Em defesa da publicação do decreto, alguns conselheiros que integram pastas da prefeitura de Curitiba lembraram já durante a reunião que o poder executivo tinha autonomia jurídica para publicar o decreto sem que ele fosse apresentado aos conselheiros. Destacaram ainda que a necessidade de dar celeridade aos regramentos necessários aos trabalhos do CMPC e os conflitos de agenda no mês de dezembro de 2017 foram outros impeditivos para que tal reunião pudesse ser realizada.

“A lei não estabeleceu que esses regimentos deveriam passar pelo crivo do conselho. Mas, seria aconselhável que passassem. Como falei na reunião, estamos construindo e aprendendo a fazer a gestão deste conselho, que para nós é algo novo [os conselheiros foram empossados em maio de 2017, data da primeira reunião do CMPC]. De repente, a administração pública correu um pouco mais do que o conselho, mas é uma questão de ajuste, não vejo como algo tão grave. Algumas decisões, às vezes, tem que ser tomadas e ficamos nesse impasse: se as tomamos é ruim e, se não, também”, comenta Hugo Moura Tavares, secretário executivo do CMPC.

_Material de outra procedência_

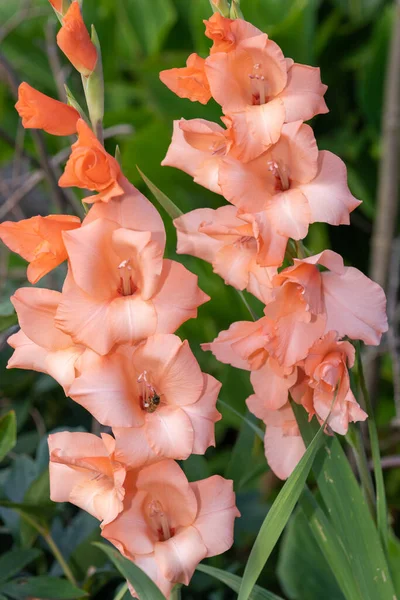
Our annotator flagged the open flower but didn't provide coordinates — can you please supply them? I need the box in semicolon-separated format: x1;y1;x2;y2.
0;215;81;283
102;460;240;598
293;331;368;435
69;334;221;467
56;219;208;354
57;0;97;77
246;400;306;479
174;206;277;302
160;54;211;104
58;119;124;202
203;12;262;54
15;82;80;135
7;288;85;394
48;431;126;525
205;34;328;162
218;121;360;254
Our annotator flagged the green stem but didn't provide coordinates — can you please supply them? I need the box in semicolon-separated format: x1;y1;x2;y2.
114;583;129;600
18;511;77;586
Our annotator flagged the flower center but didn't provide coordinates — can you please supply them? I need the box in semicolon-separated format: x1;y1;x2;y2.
267;160;290;192
118;259;135;296
148;500;175;542
137;371;161;413
249;63;269;105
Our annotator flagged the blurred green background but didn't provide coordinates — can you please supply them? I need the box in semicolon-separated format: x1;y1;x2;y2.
0;0;400;600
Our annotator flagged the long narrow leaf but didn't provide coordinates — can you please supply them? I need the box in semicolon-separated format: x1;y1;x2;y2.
196;565;283;600
293;403;396;600
93;542;165;600
238;418;323;600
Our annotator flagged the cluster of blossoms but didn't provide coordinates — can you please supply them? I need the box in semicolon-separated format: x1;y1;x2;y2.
0;0;239;597
160;10;387;479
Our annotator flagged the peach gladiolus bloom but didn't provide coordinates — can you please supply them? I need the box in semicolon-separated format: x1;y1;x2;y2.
218;121;360;258
160;54;211;104
58;119;124;203
7;288;85;394
246;393;306;479
57;0;97;77
205;34;328;162
48;431;126;525
0;215;81;283
293;331;368;435
56;219;209;354
15;82;80;135
174;206;277;302
203;12;262;54
102;460;240;598
69;334;221;468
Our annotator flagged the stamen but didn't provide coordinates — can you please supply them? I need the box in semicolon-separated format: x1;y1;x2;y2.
267;160;290;191
249;63;268;104
118;260;133;296
149;500;173;542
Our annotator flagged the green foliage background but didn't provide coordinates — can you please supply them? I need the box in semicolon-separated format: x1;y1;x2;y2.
0;0;400;600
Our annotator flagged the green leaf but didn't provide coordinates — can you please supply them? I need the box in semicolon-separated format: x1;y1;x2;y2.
125;0;177;56
136;165;183;219
292;403;396;600
238;418;324;600
0;548;42;583
93;542;165;600
278;502;344;600
196;565;284;600
0;410;17;461
2;577;87;600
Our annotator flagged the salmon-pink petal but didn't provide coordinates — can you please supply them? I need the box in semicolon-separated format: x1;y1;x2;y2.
183;374;222;454
69;351;144;427
11;288;72;350
266;188;311;240
133;334;204;406
112;229;163;300
137;459;198;529
154;527;207;585
298;150;360;225
249;362;297;418
63;219;120;300
101;490;155;559
83;175;165;248
190;475;240;557
113;426;159;469
279;63;329;123
201;321;267;371
264;425;306;479
153;260;210;337
230;99;285;163
322;267;388;346
145;406;194;460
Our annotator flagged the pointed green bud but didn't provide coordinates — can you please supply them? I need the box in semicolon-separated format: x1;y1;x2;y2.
210;0;229;17
82;25;104;143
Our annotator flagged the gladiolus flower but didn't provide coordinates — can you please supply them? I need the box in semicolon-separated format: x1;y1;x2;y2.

Tais argumentos, no entanto, não foram suficientes para responder a questão a contento de parte dos membros do conselho. Isso porque, além de não corresponder ao que havia sido acordado entre os conselheiros, a publicação deste decreto seguiu um rito diferenciado quando comparado ao que regulamentou a Câmara Técnica do Patrimônio Cultural Documental, Artístico, Imaterial e Arqueológico – CPDA, que teve seu teor avaliado pelo conselho antes de sua entrada em vigor a partir da publicação em Diário Oficial do município.

“Às pressas foi colocada em Diário Oficial uma minuta que não passou pelos conselheiros e que contém discrepâncias funcionais e estruturais se comparada com o regimento da Câmara Técnica do Patrimônio Imaterial. Se ela tivesse passado por revisão do conselho, isso não teria ocorrido”, reforça Struck. “O conselho tem que ser ouvido, senão irá virar um penduricalho na estrutura, que só serve para supostamente estabelecer um jogo democrático. É óbvio que o prefeito tem sua autoridade. Mesmo assim, existindo uma estrutura, que sejam cumpridos os ritos. A preocupação é a de que isto não se repita e que a decisão que foi tomada possa, eventualmente, ser revertida”, destaca Irã Dudeque, representante titular do Conselho de Arquitetura e Urbanismo (CAU-PR) no CMPC.

Centro histórico de Curitiba concentra boa parte das UIPs da cidade. Foto: Marcelo Andrade

Revisão

Após a manifestação dos conselheiros, a secretaria executiva do Conselho Municipal do Patrimônio firmou compromisso no sentido de retornar o texto para avaliação e revisão do CMPC. Caso necessário, ainda poderão ser realizadas modificações em seu conteúdo – isso é possível uma vez que o decreto não tem força de lei.

“Entendo este caso ainda como um processo, e não como uma questão finalizada. Na reunião foram levantados alguns pontos, e o papel do conselho é exatamente este. Vamos fazer a leitura do documento e, se houver alguma proposta de alteração, ela será acatada”, destaca a arquiteta Maria da Graça Rodrigues Santos, uma das representantes das entidades acadêmicas no CMPC. “Ainda que não tenhamos aprovado a última versão do texto, poderemos corrigi-la agora. Isso é o que é importante”, ressalta Fabio André Chedid Silvestre, suplente da OAB-PR no conselho.

Struck completa apontando que a revisão do documento é fundamental para que seja garantida a harmonia entre as regulamentações e se evitem questionamentos futuros envolvendo a regularidade dos processos de tombamento na cidade.